Happiness: Meditation and Science

Constance Kassor and students meditating at a table.
Professor Constance Kassor and students participate in a guided meditation exercise.

This course took a liberal arts approach to meditation, tackling the question “What is happiness and how is it achieved?” by engaging with ideas of Buddhist philosophy of mind and investigating the ways in which they are being studied and employed by psychologists, neuroscientists and cognitive scientists. This D-Term offering is also an extension of Lawrence’s commitment to student wellness and the whole student.

My hope is that students will come away from this course with tools to help them better deal with stress at Lawrence and beyond.

“This course stemmed from my research and teaching interests in Buddhist thought and meditation,” explains Assistant Professor of Religious Studies Constance Kassor. “Not only did we read about suffering and happiness from both Buddhist and scientific perspectives, but we also spent time engaging in the different meditative practices that we studied. Students were also required to commit to 10-30 minutes of meditation outside of class every day and report on their experiences. My hope is that students will come away from this course with tools to help them better deal with stress at Lawrence and beyond.”

Plague, War, and Fire: Disasters and the Making of London

Three students pose on top of St. Paul's Cathedra with the London skyline in the background.
Students participating in the D-Term London study course stand atop St. Paul’s Cathedral.

Between 1642 and 1666 London experienced war, plague and fire. This December, Lawrentians traveled to London to examine these catastrophes and explore how the city’s responses shaped the future of not merely London, but other cities across the globe. Students visited museums and historical sites and considered how London responded to crisis, commemorated it and confronted it again when German bombs fell during the twentieth century.

“London is such an incredibly rich landscape on which to study history,” notes Frederick, whose D-Term class grew out of an earlier course he taught at Lawrence’s London Centre in 2016. “During these two weeks we were in constant contact with the deep history of this fascinating city, from walking past walls erected by the Romans, to having a lecture from an archeologist about the 14th-century plague skeleton he had laid before us, to exploring the rooms from which Churchill defended the defense of England during the Blitz. I can teach students a great deal about history in the classroom, but there is something to being in the place where it happened that just can’t be replaced.”

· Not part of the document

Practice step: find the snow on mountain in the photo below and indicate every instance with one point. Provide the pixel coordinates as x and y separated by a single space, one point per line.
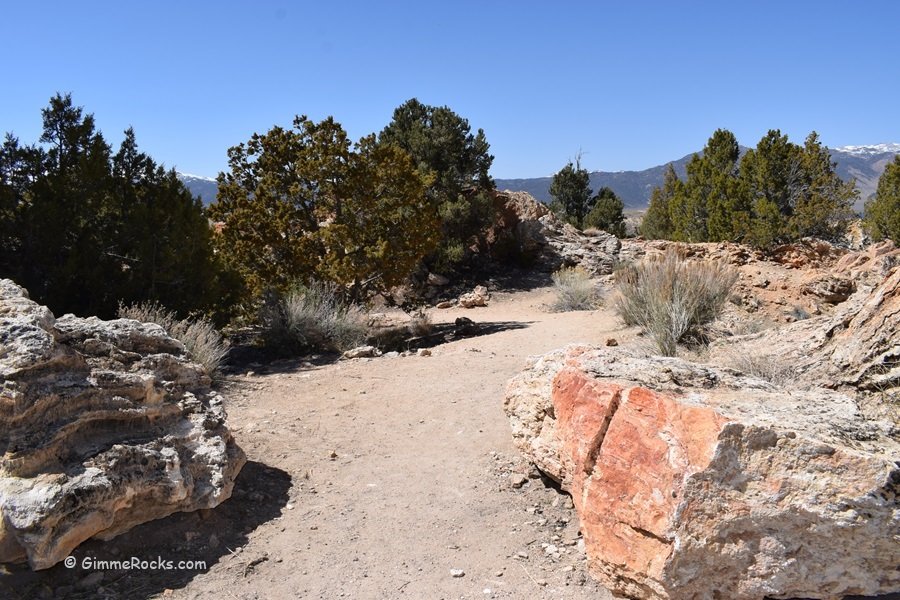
891 148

(Frederick also adds a dispatch about the updated London Centre: “We got a tour of the new London Center. It’s awesome!”)

Adobe Creative Suite

Associate Professor of Art Benjamin Rinehart developed a workshop setting to introduce students to the Adobe Creative Suite programs, which include Photoshop, InDesign, and Illustrator. “Students, staff and faculty are eager to become proficient in the Adobe Creative Suite programs,” observes Rinehart. “This course is valuable for any field of study and has many applications beyond being an artist or designer.”

Student at computer editing image in Photoshop.
A student explores Photoshop during D-Term.

From creating art to presenting data, knowledge of design principles and programs gives Lawrentians another tool to enhance their own work and offer a broad array of talents to prospective employers. The class is project-centered, allowing each student to explore the multifaceted and contemporary nature of each program. In just a couple of short weeks, students are exposed to methods in image construction, graphic design, typography and more. Students also visited the Lawrence University Office of Communications to speak with designers and see how these programs are used to advance an organization’s materials and mission.